Recently I met with Andrew Brent, the former CMO of Barclays Bank, and we had a very illuminating chat about the nature of growth which I shall recount to you here.
Andrew has a vast amount of experience of senior strategic and marketing roles at big blue-chip companies, before co-founding Bloomgroup, a consultancy that specialises in helping businesses reposition for growth. So, when it comes to expanding a business successfully, Andrew is an extremely well-regarded authority.

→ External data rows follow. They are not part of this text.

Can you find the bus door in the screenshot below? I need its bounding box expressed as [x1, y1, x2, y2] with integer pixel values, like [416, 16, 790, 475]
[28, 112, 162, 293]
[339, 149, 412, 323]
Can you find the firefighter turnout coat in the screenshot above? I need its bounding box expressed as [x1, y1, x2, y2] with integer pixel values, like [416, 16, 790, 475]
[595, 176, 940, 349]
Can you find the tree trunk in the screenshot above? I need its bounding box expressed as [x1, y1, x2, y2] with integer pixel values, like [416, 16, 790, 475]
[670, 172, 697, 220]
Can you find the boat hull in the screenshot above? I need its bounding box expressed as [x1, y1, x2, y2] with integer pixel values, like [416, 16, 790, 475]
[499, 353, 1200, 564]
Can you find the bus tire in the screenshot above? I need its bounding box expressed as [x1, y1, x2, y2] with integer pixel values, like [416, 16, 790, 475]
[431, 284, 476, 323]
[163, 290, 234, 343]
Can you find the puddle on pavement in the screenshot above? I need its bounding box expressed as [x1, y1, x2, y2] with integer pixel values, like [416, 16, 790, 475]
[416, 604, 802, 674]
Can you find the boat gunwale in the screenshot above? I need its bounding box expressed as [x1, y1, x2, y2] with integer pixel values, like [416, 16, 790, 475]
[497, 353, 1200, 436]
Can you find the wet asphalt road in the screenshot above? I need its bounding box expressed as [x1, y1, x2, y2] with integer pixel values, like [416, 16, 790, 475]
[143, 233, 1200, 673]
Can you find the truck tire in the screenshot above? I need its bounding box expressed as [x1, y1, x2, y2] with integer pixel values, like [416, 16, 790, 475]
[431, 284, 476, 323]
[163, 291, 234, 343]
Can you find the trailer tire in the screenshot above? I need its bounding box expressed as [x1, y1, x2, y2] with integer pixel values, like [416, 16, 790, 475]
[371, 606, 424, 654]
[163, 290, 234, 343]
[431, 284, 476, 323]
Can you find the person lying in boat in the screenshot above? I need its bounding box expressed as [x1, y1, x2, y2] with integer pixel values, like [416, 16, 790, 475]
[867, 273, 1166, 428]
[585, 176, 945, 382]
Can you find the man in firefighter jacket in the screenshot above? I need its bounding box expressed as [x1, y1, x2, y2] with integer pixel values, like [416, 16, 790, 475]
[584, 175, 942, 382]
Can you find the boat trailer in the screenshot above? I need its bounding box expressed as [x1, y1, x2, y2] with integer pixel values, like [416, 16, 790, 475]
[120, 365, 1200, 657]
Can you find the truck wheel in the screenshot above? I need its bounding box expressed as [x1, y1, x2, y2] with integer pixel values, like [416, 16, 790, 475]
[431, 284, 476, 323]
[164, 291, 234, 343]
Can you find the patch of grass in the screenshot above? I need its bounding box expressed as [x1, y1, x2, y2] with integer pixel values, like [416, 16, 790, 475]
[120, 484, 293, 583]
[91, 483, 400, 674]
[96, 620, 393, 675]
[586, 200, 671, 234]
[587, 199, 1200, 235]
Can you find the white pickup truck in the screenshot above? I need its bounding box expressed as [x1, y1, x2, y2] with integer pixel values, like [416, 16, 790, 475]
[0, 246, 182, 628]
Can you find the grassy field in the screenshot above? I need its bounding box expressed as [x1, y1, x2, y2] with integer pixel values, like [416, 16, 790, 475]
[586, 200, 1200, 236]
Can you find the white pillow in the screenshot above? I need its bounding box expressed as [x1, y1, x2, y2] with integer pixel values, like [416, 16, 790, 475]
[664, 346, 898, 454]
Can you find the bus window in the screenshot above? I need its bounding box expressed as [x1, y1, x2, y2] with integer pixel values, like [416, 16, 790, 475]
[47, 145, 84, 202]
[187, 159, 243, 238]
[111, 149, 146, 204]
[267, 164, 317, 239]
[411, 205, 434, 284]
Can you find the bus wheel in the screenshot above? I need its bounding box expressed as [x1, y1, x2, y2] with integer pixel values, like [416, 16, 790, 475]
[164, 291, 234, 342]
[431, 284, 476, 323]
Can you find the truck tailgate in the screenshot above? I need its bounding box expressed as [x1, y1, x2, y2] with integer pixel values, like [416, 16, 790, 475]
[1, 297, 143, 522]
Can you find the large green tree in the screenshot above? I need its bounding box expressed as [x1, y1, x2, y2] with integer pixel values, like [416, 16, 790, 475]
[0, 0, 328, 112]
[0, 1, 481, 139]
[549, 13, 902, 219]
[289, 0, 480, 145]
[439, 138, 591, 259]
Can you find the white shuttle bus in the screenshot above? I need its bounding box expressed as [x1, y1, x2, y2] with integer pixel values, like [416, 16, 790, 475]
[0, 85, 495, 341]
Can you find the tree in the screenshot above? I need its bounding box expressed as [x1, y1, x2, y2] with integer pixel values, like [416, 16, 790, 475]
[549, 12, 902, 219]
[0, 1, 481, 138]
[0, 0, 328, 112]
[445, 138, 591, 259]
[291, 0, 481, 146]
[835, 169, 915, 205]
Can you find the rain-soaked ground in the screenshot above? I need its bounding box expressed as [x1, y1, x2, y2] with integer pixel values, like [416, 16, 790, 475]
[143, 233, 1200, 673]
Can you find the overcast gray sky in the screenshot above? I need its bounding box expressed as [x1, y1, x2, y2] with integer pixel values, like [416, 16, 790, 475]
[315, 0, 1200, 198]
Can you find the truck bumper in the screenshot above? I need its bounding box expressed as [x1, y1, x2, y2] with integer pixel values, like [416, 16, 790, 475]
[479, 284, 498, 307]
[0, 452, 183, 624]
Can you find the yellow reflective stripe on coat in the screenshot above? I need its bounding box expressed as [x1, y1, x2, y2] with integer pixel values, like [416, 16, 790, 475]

Andrew has spoken about the growth paradox before (you can watch a seminar he did at the 2016 High Growth Summit here), noting that while growth is incredibly important, most businesses are terrible at it and it’s played out in the numbers: 83% of companies hit the bottom line but 90% of companies fail to hit their growth target.
Keeping focus
Lack of growth is not down to a dearth of good people, but rather it is a consequence of focus fatigue where people get overly concerned by “stuff” rather than focusing on what really needs to be done, such as targeting one’s highest potential customers, maximising proposition and improving critical execution. Not only sales and marketing but also the product and ways in which to grow that. One great example of misplaced focus is at Barclays: 700,000 new customers were being taken on in a year but 600k of these were not going to be profitable for the bank across their lifetime. While this shows a tremendous growth in new customers, it also reveals how much productive energy was expended on gaining a customer base that actually the company didn’t want.
At the root of the growth paradox is the idea that growth is a natural consequence of running a good business but this would be misguided. Success gives you the opportunity to grow, but it does not provide the blueprint. People also fail to take growth seriously. 100% of companies have a CEO, 78% have an HR Director but only 4% have a Growth Director or somebody focused entirely on growth. Coke have just appointed a Growth Director and Mondelez have also appointed one. There are other people in other organisations who are fundamentally Growth Directors but go by another title. Strategy Directors, for example, could be potentially interpreted as Growth Directors, but often lack the hard edge, however well-intentioned they might be. While they have the ability to manage the ongoing strategy cycle etc, they don’t get sacked if they don’t deliver and often they are not really given the ability to and then celebrated for having done so.
Who’s is responsible for growth?
So, in that environment who is actually responsible for growth? Is it the CEO? Is it the Marketing Director? Or is it everybody? If it’s everybody then actually that translates as nobody because in the classic responsibility and accountability model, how can you have everybody responsible for something without any bite?
The alternative option is to say that the CEO is responsible for the customer, the CEO is responsible for the strategy and thus the CEO is responsible for driving growth. However, do they have time to be focused on growth when they also have a plc board to work with, a board to manage and the overall management of the company? FMCG businesses, for example, have always traditionally had brand managers who have been really focused on marketing, sales and product development.
Bad Growth vs Good Growth
Companies need to be smart about who they are targeting in terms of the ideal customer and the customer who is actually going to make them money. Again, companies tend to target as many people as possible under the impression that the law of large numbers will play out, but in practice that is more often than not a waste of precious time, energy and capital. On the other hand, there are certain exceptions to this rule, depending on what stage your business is at. For example, if you are a well-established brand whose market share is being eroded by smaller, newer competitors, it might actually be in your interests to foster unprofitable growth if it can debilitate competitors. This is a classic penetration strategy as advocated by the likes of AT&T and various internet companies over the last 20 years, with Amazon perhaps the best example and exponent.
Good growth, on the other hand, is almost always penetration driven, proposition driven and profitable. To achieve it there needs to be a certain recognition that most customers won’t buy your product; that often most sales happen by accident; and most of what you do doesn’t matter! Businesses fundamentally believe that people are rational but they aren’t. They are intuitive and they are emotional and growth strategies need to tap into this by becoming the customer’s ‘auto-pilot’. When the customer’s subconscious is processing huge amounts of mental data at super-fast speeds, he/she will invariably lean on heuristics to come to the ‘right’ decision. A growth manager or senior marketing person must be asking: When do these customers make auto pilot choices? What proposition will secure preference at that moment? How do we drive an emotional response which will force our customer to choose us?
If we only recognise that all decisions are driven to meet high emotional goals then that is a great starting point for constructing a growth strategy.